In another example, party A drive’s its automobile into a fire hydrant and damages both it and the automobile. Party A’s liability insurance covers the cost of repairing the fire hydrant and the collision insurance covers the cost of repairing the automobile.

Now let’s take another example. Party C has a 15 year old automobile. It runs great. That car is used to travel to and from work, as well as for innumerable other trips of all sorts. Party A causes an accident with Party C. However, in this case, Party A’s insurance company says, “The cost of repairing party C’s automobile far exceeds it’s market value.  We will pay only up to the market value of the vehicle.”

In this case, party C might recover the financial value of the automobile, but has lost mobility. As it is impossible to find an equivalent automobile with the money paid by party A’s insurance, party C suffers a significance loss of mobility and the related strains and losses. Junior no longer has transportation to athletic matches. However is party C to do the week’s grocery shopping? Trips to the doctor become nightmarish.

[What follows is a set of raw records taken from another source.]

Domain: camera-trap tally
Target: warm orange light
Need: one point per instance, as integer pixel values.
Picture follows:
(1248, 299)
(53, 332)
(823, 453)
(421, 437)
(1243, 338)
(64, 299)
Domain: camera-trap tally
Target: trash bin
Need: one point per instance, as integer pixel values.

Can we imagine insurance that covers the risk of lost mobility, complementing the loss of an automobile’s market value? When an automobile is newish and its market value exceeds the cost of repairs, the traditional insurances provide coverage. But as the market value becomes lower and lower, we inevitably reach the point where the mobility insurance would come into play.

Typically, automobile owners buy collision insurance for newish cars, but let it lapse after a few years. Instead, they could maintain that coverage indefinitely, with the coverage changing from protection of financial asset value to coverage of the costs of mobility.

How do we calculate the cost of mobility? Clearly, the calculation depends on the degree to which the insured lives in a region covered by a public transportation network. When there is no such network, then mobility depends on taxis or ride-sharing services.  When even these services are lacking mobility depends on finding replacement vehicles.

An argument might be made that automobile insurance is not intended to replace prudent financial management of one’s assets. In particular, any asset is supposed to have an operational life, during which time provisions should be accumulated toward the ultimate replacement of that asset. Thus, suppose you buy an automobile for 40’000, expecting to use it for 10 years. In addition to all the operational costs , you should set aside 4’000 per year (or more) so that in ten year’s time you will have the funds needed to replace the automobile.

Of course, most people do precisely the opposite. Rather than saving up money to buy something in the future, they borrow  money at purchase time and end up paying much more, due to the interest charges.

Be that as it may, collision insurance is conceived today as protecting you against the risk of needing to replace the automobile before you have saved enough money to replace it.